On this website, we’re focused on making biochar from woody biomass and using it as a soil amendment. But at some point, the question arises about what else pyrolysis can be made to do. Other applications are just as time-honored, and some are under development.
To make biochar, we make a fire with biomass. Inside the fire, heat is breaking down the biomass into gases and a solid residue. The flame is the gases burning, which provides the heat that keeps the breakdown (pyrolysis) happening. The solid residue is char.
Vuthisa flame cap kiln, just about ready to quench
By controlling temperature and residence time (how long the heat is applied), we can alter the char’s qualities and obtain additional products. To create biochar, we want a relatively low temperature fire and a long residence time, which consumes the gases and maximizes char production.
What happens when we alter this time/temperature regime? Short residence times at low temperature result in smoke (unburned gases) that can be condensed into a useful liquid (pyroligneous acid, aka liquid smoke). Higher temperature and longer residence times result in syngas (aka producer gas), through reduction of CO2 and H2O vapor to CO and H2, with a proportional loss of char. Syngas was used to power internal combustion engines during WWII, and it’s the energy source for the Power Pallet from All Power Labs.
Flame cap kilns and conservation burns provide the right conditions for making good biochar. Their relatively low temperature maximizes char production, and if we extinguish them when the flames go out, their soil amendment value is also excellent.
The reason we wait until the flames disappear to quench the fire is twofold: We don’t want to interrupt the chemical restructuring of carbon bonds into rings, and we don’t want smoke to condense on the char.

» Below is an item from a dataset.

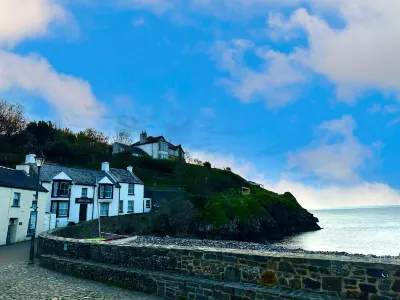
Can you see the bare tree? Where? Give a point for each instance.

Carbon rings are what make char biochar, providing adsorption sites and preventing decomposition. Condensed smoke lowers biochar quality because it coats char with tar, which gets in the way of adsorption until microbes can digest it.
If we were making charcoal for grilling, we would actually want to allow some tar deposit by shortening the residence time, because tar, in addition to species selection, gives us the so-called charcoal flavor that we’re after. The same goes for making charcoal for heating because tar is, after all, fuel.
As you can see, understanding the other ways to use pyrolysis is useful for understanding how to optimize biochar for soil amendment.
Pyrolysis is also how to make petroleum substitutes. Fast pyrolysis is a highly technical process for creating bio-oil, aka bio-crude, which can be refined like fossil fuel for many purposes currently served by petroleum. For a deeper dive into that, start with the article from which I sourced this post.
Finally, pyrolysis is being tweaked to optimize biochar for mixing with concrete as a lighter alternative to conventional aggregate, which can greatly reduce its carbon footprint. That will be a topic for another blog post!